Jamais donc les Français n'ont pu comme aujourd'hui s'en donner autant à coeur joie avec leur langue! Jamais ils ne se sont regardés autant et aussi narcissiquement à son miroir, jamais ils ne s'y sont autant reconnus: plus que jamais égaux à eux-mêmes, des passionnés de leur langue, des littéraires...
[1]Problèmes de linguistique générale, Paris, Gallimard, 1974, II, p 272.
[2]Des Mots et des mondes, Paris, Hatier, 1991, pp 177 sq.

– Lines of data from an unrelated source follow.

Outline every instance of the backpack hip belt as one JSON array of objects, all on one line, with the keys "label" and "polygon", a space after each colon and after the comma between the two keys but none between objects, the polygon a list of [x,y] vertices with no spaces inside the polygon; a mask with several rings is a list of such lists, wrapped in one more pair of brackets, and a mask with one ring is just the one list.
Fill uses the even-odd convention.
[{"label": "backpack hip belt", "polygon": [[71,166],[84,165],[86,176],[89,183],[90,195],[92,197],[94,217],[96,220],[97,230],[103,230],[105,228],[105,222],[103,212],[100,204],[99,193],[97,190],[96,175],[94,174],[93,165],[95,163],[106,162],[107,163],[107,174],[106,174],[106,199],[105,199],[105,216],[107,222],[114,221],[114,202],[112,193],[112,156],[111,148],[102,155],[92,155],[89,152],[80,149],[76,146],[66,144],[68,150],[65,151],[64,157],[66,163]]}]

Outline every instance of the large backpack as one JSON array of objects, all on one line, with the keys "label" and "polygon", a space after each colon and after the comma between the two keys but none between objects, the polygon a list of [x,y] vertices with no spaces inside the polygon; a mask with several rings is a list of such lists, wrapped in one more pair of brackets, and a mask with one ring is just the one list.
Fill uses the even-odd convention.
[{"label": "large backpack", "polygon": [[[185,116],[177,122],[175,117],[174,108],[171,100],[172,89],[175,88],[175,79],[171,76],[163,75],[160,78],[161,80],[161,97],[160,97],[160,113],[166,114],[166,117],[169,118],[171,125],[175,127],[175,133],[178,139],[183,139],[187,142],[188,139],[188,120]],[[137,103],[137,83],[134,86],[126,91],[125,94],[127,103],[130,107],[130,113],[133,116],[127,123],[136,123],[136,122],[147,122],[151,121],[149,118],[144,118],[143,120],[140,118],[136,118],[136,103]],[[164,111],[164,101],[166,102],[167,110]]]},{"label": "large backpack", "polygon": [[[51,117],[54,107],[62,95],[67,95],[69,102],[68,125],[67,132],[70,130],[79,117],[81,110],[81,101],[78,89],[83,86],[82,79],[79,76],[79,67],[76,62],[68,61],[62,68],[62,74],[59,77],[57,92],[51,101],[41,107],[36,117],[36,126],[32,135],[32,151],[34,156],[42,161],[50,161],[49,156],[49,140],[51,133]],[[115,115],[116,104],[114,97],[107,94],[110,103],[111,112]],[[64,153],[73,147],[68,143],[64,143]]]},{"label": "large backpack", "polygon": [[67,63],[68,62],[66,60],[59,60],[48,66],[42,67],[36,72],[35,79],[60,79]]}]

[3]Pour des raisons, argue-t-on, de valorisation professionnelle: on préfère "professeur d'école primaire"! le banal de partout! l'anonyme! Avoir honte de son nom, ce nom qui a fait la France, c'est renier ses origines, renier ou, pire peut-être, ignorer son histoire, son rôle historique, ne pas savoir y puiser et fonder sa dignité‚: la façon la plus sûre, et la plus rapide, de se dévaloriser – y compris, peut-être, monétairement...
[4]Les Lieux de mémoire, Paris, Gallimard, 1986, notamment, II, **, pp 355 sq et II, ***, pp 647 sq.
[5]L'Identité de la France, Paris, Arthaud/Flammarion, 1986, I, pp 72-73.